How many action films in the 90s were under 90 min?
In [ ]:
import pandas as pd
import matplotlib.pyplot as plt
In [ ]:
netflix_df = pd.read_csv('/content/drive/MyDrive/Colab Notebooks/Datacamp/Netflix Movies/netflix_data.csv')
In [ ]:
netflix_df.info()
<class 'pandas.core.frame.DataFrame'> RangeIndex: 4812 entries, 0 to 4811 Data columns (total 11 columns): # Column Non-Null Count Dtype --- ------ -------------- ----- 0 show_id 4812 non-null object 1 type 4812 non-null object 2 title 4812 non-null object 3 director 4812 non-null object 4 cast 4812 non-null object 5 country 4812 non-null object 6 date_added 4812 non-null object 7 release_year 4812 non-null int64 8 duration 4812 non-null int64 9 description 4812 non-null object 10 genre 4812 non-null object dtypes: int64(2), object(9) memory usage: 413.7+ KB
What was the most frequent movie duration in the 1990s?
In [ ]:
movies_only = netflix_df[netflix_df['type'] == 'Movie']
In [ ]:
_90s_only = movies_only[(movies_only['release_year'] >= 1990) & (movies_only['release_year'] < 2000)]
In [ ]:
# Look at distribution
plt.hist(_90s_only['duration'], bins=10)
plt.title('Distribution of Movie Durations in the 1990s')

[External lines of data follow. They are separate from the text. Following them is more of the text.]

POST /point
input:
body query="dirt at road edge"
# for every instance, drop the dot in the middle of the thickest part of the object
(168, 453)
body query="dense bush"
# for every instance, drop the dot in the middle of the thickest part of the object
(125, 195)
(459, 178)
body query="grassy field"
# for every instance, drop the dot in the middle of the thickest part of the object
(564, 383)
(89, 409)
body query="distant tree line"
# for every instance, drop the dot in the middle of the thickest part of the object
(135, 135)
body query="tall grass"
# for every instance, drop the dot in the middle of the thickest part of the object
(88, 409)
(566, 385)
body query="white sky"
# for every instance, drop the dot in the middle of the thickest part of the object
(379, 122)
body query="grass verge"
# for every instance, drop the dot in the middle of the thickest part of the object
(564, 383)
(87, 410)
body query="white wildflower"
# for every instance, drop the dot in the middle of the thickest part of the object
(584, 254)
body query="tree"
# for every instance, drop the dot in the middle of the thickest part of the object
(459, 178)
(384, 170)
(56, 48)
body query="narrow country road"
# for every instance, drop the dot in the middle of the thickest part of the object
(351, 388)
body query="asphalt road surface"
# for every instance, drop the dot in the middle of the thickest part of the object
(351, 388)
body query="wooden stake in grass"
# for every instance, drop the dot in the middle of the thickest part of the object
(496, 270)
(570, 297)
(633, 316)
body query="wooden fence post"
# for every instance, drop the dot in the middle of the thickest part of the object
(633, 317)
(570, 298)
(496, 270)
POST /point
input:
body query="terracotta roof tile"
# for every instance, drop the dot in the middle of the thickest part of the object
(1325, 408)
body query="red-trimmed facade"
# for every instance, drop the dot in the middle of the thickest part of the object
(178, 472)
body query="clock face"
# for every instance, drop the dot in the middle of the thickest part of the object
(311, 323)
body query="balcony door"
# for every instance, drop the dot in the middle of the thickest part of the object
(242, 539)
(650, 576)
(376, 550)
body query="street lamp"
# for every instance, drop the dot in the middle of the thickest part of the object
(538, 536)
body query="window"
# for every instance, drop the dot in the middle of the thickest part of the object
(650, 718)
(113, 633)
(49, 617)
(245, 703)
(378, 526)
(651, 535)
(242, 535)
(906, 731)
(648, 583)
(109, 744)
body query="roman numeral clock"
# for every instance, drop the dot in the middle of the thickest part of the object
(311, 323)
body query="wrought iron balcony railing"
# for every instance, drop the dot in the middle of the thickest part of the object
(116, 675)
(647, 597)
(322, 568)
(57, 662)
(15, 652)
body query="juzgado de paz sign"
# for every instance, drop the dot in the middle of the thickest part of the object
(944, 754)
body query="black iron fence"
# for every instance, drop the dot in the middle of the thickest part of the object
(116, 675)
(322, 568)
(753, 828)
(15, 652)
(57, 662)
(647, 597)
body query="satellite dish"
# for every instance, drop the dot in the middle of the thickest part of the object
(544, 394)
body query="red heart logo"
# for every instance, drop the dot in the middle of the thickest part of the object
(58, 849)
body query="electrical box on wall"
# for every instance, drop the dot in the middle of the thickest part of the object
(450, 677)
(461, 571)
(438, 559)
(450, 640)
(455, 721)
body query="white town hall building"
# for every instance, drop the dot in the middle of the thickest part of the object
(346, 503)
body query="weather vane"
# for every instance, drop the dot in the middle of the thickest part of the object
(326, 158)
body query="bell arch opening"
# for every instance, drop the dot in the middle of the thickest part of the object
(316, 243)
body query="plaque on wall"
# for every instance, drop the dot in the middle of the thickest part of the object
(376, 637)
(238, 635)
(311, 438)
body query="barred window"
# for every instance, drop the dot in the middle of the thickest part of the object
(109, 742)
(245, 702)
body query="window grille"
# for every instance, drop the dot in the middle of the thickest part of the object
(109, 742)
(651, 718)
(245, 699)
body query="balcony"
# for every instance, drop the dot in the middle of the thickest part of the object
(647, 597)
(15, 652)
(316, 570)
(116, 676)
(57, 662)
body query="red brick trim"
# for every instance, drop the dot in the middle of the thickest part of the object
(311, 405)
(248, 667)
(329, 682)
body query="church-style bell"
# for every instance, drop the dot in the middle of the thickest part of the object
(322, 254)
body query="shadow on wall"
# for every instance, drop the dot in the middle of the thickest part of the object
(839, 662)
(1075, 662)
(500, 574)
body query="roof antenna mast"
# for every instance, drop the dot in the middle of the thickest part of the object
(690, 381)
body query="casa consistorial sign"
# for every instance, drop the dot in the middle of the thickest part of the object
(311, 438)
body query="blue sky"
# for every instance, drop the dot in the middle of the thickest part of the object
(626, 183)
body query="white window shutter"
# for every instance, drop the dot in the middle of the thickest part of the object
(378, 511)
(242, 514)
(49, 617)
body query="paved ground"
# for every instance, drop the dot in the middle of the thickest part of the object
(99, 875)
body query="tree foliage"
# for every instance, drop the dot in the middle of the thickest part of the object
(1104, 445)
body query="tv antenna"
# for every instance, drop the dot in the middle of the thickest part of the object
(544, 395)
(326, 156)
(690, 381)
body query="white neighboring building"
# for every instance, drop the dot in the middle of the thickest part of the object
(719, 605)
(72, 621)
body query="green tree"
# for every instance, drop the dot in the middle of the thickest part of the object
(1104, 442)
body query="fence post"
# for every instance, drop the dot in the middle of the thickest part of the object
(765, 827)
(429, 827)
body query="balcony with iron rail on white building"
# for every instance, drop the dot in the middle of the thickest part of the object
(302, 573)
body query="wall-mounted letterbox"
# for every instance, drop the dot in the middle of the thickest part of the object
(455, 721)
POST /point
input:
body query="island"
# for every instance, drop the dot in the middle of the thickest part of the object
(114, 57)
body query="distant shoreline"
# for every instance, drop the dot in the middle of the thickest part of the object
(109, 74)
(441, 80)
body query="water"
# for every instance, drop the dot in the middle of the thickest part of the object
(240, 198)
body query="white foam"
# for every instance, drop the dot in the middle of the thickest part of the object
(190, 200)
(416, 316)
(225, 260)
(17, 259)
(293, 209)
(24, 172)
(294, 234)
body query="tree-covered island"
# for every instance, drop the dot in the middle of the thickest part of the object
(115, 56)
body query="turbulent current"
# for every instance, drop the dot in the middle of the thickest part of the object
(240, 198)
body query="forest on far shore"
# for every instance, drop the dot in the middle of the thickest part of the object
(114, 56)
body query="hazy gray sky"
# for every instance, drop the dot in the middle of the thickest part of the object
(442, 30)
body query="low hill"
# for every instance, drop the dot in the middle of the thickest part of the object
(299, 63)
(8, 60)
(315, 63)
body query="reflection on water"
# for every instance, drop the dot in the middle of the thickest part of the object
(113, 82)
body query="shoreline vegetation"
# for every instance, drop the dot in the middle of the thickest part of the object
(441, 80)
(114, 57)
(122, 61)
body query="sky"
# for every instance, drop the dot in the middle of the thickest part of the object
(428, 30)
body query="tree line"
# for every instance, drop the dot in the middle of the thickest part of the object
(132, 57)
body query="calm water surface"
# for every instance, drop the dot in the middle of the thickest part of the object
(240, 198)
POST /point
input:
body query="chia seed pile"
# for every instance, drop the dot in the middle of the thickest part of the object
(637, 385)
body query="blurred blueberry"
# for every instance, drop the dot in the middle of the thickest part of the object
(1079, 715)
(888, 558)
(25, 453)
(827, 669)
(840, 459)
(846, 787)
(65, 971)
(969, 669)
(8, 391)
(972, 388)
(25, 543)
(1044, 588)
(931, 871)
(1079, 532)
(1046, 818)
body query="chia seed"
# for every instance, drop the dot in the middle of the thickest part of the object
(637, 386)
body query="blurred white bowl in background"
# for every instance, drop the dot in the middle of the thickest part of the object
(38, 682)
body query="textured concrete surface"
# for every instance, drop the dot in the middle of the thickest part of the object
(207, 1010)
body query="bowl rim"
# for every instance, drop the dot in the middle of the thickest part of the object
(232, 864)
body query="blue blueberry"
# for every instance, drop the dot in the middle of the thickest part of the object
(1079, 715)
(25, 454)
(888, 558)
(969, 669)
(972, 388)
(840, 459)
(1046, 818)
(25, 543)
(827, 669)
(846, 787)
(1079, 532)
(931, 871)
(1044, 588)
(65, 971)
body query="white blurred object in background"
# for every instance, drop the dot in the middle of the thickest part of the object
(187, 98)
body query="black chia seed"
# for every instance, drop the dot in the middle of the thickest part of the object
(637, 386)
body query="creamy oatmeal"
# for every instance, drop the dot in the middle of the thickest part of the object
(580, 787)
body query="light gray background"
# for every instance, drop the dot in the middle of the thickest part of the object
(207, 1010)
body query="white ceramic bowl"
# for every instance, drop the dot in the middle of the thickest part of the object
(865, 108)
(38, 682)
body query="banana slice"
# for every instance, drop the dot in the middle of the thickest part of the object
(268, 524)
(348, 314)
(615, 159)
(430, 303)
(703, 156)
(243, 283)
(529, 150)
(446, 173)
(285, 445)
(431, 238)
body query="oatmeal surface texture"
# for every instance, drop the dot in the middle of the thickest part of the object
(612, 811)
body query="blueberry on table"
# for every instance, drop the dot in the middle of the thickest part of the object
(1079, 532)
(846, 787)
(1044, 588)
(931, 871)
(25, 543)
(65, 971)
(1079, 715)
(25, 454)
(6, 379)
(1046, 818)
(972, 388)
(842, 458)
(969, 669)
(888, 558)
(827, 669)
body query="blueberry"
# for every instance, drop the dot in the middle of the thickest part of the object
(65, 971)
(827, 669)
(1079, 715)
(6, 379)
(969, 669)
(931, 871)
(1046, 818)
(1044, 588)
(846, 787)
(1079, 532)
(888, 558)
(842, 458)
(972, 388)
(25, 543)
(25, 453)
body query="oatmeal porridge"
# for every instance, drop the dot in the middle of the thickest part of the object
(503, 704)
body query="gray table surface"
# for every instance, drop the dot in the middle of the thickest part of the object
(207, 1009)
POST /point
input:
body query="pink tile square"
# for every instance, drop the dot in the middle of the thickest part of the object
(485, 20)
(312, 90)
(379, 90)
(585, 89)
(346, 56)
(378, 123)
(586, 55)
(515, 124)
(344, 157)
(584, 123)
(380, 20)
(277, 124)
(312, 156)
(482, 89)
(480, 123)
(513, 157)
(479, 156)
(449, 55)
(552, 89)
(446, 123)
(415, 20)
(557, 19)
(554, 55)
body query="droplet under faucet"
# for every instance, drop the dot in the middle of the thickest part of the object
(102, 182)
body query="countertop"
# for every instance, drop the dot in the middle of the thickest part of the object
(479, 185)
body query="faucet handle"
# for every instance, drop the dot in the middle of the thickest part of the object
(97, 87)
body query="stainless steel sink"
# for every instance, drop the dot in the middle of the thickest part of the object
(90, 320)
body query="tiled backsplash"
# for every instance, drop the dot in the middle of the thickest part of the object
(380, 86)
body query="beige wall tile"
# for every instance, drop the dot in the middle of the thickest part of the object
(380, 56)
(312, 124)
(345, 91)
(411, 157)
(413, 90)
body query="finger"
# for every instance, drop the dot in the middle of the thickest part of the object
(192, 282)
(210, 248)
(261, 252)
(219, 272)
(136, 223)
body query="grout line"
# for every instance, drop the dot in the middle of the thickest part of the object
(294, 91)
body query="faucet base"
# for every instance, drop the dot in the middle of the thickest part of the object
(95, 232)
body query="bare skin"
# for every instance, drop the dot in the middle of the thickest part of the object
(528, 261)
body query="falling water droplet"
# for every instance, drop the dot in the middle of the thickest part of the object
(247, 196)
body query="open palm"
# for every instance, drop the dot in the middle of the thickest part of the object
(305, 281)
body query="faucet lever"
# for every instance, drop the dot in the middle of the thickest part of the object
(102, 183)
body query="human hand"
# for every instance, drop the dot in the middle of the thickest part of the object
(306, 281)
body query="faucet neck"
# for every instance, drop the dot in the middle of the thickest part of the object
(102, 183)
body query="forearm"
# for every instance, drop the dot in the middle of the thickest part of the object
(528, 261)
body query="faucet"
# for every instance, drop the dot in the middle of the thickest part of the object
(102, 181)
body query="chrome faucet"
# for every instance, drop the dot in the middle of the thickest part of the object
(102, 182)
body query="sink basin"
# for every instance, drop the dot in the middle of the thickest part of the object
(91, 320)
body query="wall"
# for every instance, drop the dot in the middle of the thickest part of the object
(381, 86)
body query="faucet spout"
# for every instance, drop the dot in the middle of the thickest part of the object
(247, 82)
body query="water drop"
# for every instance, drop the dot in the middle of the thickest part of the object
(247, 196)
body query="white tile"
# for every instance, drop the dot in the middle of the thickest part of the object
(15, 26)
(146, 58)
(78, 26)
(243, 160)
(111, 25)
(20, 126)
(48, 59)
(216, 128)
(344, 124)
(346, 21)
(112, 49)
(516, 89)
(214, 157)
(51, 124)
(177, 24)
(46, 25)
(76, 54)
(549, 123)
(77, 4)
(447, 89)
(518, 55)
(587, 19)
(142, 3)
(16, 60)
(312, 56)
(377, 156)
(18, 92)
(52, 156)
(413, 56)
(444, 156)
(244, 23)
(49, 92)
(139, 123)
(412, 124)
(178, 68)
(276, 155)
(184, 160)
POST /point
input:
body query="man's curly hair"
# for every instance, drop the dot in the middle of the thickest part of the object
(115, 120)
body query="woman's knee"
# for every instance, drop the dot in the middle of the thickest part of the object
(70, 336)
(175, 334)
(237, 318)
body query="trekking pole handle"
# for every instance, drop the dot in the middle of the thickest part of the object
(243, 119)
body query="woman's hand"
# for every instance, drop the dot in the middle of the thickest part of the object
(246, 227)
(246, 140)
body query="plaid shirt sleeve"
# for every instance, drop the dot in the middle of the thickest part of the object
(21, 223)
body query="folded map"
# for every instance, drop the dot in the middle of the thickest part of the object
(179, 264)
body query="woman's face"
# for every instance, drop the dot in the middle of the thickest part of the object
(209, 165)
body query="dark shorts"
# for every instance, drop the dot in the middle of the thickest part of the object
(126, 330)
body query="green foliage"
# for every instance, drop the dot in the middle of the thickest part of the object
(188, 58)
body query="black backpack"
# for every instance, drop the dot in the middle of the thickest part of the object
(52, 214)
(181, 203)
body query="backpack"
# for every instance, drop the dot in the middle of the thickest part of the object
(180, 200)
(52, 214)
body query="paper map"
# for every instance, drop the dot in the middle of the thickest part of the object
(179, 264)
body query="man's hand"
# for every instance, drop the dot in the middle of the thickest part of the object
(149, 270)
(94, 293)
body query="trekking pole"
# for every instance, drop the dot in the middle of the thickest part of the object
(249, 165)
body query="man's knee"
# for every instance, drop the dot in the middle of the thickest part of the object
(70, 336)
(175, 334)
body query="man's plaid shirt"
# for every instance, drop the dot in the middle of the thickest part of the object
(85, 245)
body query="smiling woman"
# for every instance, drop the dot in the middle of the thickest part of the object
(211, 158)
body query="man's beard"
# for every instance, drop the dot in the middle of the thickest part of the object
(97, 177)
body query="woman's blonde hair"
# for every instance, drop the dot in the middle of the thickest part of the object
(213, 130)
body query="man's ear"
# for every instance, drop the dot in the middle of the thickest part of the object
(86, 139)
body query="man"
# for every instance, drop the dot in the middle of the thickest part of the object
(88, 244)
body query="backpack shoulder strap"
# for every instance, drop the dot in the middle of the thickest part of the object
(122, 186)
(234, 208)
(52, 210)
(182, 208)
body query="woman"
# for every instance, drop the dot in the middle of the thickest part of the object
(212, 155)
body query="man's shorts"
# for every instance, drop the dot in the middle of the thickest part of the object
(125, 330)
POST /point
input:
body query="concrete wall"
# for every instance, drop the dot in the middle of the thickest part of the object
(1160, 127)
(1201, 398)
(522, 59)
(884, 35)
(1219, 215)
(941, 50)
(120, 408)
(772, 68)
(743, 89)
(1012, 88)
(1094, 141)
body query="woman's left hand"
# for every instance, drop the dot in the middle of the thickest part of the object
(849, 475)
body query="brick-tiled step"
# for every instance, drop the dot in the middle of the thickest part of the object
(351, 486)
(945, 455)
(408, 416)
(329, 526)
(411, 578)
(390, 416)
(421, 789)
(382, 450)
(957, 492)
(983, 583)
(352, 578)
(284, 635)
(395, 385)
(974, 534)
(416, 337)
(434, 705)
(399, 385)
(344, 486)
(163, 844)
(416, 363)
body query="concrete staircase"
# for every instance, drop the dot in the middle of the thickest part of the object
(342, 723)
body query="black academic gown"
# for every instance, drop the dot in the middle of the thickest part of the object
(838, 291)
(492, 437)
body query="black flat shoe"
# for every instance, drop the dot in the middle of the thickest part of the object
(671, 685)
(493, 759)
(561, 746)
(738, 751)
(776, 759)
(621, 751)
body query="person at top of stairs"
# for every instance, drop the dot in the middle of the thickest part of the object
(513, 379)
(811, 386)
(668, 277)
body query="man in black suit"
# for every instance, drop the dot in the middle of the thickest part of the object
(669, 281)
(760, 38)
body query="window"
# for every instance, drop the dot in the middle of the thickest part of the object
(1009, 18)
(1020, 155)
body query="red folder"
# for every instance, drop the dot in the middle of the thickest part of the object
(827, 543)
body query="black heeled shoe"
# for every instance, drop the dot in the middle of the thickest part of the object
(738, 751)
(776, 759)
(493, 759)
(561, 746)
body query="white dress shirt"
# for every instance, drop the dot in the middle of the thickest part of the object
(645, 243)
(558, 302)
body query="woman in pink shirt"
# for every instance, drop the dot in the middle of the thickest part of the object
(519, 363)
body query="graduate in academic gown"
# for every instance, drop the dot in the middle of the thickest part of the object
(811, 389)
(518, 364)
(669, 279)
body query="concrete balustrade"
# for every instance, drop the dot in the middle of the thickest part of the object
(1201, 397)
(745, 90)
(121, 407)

plt.xlabel('Duration (minutes)')
plt.ylabel('Number of Movies')
plt.show()
Most frequent duration looks to be around 100 min. We can calculate it more specifically using mode as seen below.
In [ ]:
_90s_only['duration'].mode()[0]
Out[ ]:
94
How many action films in the 90s were under 90 min?
In [ ]:
action_movies = _90s_only[_90s_only['genre'] == 'Action']
In [ ]:
(action_movies['duration'] < 90).sum()
Out[ ]:
7
There are 7 movies from the 90s where duration is < 90 min